Cruel Optimism and the Wind

If you are just a little bit like many who I’ve spoken with over the last few weeks, you might be still a bit exhausted, overwhelmed and or frustrated by the ongoing uncertainty and changes. Our current environment is putting a lot of stress on all of us. Everyone responds differently. Some manage quite well. Others not so great.

You might be a victim of “Cruel Optimism” – without realising it.

Bestselling author Johann Hari has written another thought-provoking book on human health and wellbeing. It’s title “Stolen Focus: Why you can’t pay attention” sounded very promising to me when I had trouble concentrating a couple of weeks ago. Same as many others, our family was impacted by a variety of Covid-related events. The book has given me a few new perspectives on how to deal with stress.

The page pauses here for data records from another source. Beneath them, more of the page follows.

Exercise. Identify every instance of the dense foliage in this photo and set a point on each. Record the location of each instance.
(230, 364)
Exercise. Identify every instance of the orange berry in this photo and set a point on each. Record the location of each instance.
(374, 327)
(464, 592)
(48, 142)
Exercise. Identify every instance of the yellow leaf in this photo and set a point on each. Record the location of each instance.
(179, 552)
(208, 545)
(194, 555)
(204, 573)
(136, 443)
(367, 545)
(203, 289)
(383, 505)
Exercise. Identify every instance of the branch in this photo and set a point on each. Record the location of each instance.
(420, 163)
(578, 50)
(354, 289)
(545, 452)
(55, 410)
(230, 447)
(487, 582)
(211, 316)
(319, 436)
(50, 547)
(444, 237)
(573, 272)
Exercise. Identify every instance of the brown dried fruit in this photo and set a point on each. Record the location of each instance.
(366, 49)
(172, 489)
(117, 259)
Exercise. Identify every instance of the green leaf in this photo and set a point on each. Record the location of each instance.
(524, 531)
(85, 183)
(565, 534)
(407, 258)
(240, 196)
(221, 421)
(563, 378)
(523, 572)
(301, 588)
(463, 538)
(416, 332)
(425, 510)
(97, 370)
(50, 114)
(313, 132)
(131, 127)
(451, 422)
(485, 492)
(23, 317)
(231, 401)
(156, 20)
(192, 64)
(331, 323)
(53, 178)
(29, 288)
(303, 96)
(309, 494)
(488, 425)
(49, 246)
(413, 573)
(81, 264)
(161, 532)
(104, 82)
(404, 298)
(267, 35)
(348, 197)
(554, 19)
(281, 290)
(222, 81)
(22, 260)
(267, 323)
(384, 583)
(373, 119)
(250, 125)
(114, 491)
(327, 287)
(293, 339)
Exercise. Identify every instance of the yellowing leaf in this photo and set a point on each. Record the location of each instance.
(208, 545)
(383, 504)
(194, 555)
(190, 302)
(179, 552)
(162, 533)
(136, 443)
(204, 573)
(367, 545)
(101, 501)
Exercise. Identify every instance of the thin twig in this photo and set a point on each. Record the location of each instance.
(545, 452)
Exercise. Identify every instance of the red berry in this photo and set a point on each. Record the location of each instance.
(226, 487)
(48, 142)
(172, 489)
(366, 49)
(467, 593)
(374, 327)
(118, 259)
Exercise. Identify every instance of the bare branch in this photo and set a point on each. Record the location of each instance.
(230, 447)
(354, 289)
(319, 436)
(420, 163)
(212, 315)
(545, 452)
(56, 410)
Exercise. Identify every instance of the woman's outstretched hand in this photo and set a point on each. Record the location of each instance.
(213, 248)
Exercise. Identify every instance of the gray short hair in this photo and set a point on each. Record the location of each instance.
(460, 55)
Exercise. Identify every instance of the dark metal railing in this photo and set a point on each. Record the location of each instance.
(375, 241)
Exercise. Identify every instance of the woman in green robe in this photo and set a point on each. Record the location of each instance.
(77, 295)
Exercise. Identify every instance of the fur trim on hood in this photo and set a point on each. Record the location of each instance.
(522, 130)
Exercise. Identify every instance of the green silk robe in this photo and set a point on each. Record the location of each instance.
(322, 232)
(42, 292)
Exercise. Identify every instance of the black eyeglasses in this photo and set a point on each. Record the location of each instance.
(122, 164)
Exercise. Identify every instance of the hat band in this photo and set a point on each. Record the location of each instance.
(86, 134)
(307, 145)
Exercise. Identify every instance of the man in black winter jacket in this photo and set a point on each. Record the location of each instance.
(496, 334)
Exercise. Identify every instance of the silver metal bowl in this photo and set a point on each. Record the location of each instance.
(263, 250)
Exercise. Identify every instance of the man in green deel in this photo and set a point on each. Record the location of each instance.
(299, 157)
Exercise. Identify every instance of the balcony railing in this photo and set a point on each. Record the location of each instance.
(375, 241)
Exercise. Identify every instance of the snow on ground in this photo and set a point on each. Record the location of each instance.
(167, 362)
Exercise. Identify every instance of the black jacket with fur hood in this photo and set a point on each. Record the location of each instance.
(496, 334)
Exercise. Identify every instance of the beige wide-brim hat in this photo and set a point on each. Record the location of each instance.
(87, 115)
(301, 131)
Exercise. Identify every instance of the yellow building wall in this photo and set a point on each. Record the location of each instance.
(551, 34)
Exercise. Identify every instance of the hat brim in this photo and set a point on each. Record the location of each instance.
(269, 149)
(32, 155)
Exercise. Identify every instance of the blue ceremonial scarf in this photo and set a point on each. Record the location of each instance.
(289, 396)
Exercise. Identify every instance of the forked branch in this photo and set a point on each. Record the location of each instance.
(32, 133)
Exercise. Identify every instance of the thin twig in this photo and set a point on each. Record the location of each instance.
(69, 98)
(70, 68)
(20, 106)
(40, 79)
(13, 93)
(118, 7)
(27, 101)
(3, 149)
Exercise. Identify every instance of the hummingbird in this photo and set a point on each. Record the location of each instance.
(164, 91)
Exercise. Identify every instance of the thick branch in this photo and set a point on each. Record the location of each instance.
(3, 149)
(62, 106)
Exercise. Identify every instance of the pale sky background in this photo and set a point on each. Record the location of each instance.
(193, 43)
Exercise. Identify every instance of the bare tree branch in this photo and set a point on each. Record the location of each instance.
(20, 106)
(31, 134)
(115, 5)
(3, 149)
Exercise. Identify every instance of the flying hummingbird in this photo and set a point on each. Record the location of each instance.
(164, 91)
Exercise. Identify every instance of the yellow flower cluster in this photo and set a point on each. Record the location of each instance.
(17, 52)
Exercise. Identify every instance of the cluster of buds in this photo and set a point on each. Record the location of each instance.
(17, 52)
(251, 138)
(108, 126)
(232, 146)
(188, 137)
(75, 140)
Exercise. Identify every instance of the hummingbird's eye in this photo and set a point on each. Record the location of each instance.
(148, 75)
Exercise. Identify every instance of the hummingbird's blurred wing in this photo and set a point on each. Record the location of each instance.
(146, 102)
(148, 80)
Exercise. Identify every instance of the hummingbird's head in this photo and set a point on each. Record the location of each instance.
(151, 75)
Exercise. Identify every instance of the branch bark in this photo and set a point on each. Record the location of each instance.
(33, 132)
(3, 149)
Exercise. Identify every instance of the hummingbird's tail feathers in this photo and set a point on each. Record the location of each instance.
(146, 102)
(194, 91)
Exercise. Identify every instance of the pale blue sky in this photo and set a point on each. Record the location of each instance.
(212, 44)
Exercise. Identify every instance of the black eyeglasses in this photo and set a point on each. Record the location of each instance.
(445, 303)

The basic idea of the book is very much aligned with my book “Naturally Successful”. I believe you can only be sustainably successful if you holistically manage all levels of self, other people and the surrounding systems well. There needs to be an everchanging balance and everything is interconnected.

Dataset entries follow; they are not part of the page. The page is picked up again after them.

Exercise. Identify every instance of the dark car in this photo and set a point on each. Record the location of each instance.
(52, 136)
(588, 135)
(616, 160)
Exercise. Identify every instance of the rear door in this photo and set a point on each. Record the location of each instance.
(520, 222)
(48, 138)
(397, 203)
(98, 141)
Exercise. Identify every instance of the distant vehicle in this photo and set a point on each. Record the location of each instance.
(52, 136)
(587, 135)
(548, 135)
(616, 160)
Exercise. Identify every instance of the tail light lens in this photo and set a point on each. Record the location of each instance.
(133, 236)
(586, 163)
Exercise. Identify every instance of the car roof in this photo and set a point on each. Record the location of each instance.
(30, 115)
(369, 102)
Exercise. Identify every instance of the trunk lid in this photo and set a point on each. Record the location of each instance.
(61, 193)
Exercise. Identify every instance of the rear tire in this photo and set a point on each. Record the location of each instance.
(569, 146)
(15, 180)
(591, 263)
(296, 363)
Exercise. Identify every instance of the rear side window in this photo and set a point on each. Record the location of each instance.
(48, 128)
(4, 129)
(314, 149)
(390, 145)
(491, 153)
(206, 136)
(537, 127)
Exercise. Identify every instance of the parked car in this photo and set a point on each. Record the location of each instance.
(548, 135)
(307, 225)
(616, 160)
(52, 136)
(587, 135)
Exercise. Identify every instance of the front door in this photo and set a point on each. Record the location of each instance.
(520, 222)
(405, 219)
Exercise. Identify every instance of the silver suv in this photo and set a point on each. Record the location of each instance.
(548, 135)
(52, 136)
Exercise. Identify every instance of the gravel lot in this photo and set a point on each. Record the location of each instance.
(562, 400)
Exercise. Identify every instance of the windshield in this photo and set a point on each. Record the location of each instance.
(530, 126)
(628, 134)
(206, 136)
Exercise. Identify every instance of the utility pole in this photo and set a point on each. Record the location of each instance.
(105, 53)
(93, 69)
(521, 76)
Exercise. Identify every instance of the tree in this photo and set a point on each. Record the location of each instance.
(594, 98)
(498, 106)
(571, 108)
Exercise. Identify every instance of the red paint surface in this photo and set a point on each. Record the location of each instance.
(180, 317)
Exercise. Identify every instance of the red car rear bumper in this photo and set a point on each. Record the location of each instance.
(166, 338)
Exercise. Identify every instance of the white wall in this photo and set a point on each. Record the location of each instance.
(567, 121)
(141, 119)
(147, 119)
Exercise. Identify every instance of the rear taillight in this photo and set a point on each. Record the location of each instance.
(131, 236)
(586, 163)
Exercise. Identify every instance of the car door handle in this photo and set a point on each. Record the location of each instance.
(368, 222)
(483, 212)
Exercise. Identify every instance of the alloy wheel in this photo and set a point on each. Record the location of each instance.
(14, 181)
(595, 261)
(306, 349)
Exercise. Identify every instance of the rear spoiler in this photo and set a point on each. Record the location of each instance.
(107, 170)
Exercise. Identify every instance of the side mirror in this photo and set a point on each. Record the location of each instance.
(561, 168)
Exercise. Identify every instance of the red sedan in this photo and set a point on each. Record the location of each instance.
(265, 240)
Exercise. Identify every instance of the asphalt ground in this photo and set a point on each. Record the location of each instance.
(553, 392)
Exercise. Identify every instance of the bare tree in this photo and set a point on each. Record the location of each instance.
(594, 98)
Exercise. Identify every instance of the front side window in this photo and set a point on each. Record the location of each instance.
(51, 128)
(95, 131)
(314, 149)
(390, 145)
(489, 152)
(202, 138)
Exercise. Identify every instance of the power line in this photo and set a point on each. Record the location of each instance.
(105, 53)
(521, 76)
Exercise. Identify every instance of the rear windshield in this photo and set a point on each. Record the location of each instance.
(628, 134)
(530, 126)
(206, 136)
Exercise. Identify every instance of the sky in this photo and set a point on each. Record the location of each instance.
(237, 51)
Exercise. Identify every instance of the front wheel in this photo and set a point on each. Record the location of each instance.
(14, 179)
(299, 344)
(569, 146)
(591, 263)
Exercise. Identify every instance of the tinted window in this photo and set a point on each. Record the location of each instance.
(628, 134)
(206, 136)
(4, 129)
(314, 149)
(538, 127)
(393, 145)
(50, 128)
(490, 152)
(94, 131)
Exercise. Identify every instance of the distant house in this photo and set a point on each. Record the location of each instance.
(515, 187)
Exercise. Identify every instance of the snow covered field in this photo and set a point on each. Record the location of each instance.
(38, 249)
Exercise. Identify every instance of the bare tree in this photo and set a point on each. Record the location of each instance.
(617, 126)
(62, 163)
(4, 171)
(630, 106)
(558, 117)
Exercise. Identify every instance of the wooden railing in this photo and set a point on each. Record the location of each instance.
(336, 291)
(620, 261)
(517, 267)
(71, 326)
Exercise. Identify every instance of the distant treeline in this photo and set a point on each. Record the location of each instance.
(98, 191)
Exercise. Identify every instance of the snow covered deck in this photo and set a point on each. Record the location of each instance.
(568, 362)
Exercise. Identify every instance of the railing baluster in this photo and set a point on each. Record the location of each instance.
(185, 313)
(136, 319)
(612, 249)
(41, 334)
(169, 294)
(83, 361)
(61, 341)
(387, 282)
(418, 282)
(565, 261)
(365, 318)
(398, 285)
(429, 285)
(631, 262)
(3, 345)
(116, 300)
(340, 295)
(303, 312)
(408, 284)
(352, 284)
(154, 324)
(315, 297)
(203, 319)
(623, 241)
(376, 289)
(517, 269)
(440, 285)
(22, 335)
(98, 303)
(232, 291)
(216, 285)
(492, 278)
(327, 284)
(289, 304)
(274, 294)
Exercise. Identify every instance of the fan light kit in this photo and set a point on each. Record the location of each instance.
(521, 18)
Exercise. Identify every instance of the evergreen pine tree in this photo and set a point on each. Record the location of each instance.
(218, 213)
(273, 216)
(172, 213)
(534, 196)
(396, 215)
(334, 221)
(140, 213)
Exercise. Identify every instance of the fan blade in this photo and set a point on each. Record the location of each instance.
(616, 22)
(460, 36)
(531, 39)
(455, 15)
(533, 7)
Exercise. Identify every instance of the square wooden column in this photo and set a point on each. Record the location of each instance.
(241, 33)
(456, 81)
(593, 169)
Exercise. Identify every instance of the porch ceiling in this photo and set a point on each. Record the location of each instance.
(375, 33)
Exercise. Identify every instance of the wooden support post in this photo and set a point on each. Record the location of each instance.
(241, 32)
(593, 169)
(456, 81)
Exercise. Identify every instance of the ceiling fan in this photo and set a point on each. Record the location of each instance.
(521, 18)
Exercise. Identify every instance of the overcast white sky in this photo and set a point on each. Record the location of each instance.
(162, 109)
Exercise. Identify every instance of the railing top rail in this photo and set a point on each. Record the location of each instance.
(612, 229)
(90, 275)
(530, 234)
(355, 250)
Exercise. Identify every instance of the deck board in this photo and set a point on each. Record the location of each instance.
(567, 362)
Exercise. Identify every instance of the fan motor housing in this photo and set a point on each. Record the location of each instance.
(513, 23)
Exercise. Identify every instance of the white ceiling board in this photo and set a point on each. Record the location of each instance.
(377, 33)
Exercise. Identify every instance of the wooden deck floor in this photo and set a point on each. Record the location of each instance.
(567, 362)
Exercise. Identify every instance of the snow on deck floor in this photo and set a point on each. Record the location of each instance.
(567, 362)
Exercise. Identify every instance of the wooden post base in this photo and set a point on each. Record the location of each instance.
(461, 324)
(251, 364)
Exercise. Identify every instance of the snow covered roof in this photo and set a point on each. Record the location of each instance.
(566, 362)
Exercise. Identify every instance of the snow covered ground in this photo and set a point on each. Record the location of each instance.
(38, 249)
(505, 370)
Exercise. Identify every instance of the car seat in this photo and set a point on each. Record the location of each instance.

“Stolen Focus” makes us aware that individual solutions to deep, societal problems won’t cut it.

Stress doesn’t just come from a failure to be mindful and calm. It’s also caused by many systemic causes that then will need to be improved on with what Zen-Master Thich Nhat Hanh called “engaged Buddhism”. Meditation and mindful living help but we also need activism for system changes.

Johann Hari writes that “(…) ’Cruel Optimism’ is a concept of taking a really big problem with deep causes in our culture – like depression, obesity or addiction – and you offer people, in upbeat language, a simplistic individual solution. It sounds optimistic because you are telling them the problem can be solved, and soon - but it is, in fact cruel, because the solution you are offering is so limited, and so blind to the deeper causes, that for most people, it will fail. (…)”

And then we might feel, we didn’t have enough will power or discipline to change our unhelpful habits where in fact, external forces were making it nearly impossible to change.

This is exhausting and we need to be more aware of it.

A few years ago, I participated in a 10-days Nature Vision Quest on Flinders Island near Tasmania. It’s very windy on the island and when I pitched my tent for the first night in the dunes, I fully underestimated the forces of the wind coming from the beach. It nearly blew my tent away and I had a very unpleasant first night. The wind didn’t change the next morning and I decided to move my tent – as best as possible out of the wind. It worked and the next 6 days were a lot more calm and less stressful.

If you are unhappy with your current job or other areas of life and feeling more and more exhausted, it might be beneficial to pause, take stock and honestly look at what is really causing your stress and exhaustion. For some challenges, it might be helpful to work on your individual habits and resilience. In some cases, you will have to change your environment. The system around you might not change fast enough for you to recover enough from your exhaustion to show up as your best self again.

Think of it like the wind – sometimes you have to bunker down and wait until it’s calm again and sometimes, it makes sense to pitch your tent somewhere else until the storm has passed. The wind is not your fault and you can’t change it. You need to be aware of how it’s impacting you.

Individual resilience is good as a solid base. Community resilience is great support. Engaged activism to change a system that constantly challenges your resilience is a necessity.

To be naturally successful as society, organisations and individuals, we need it all.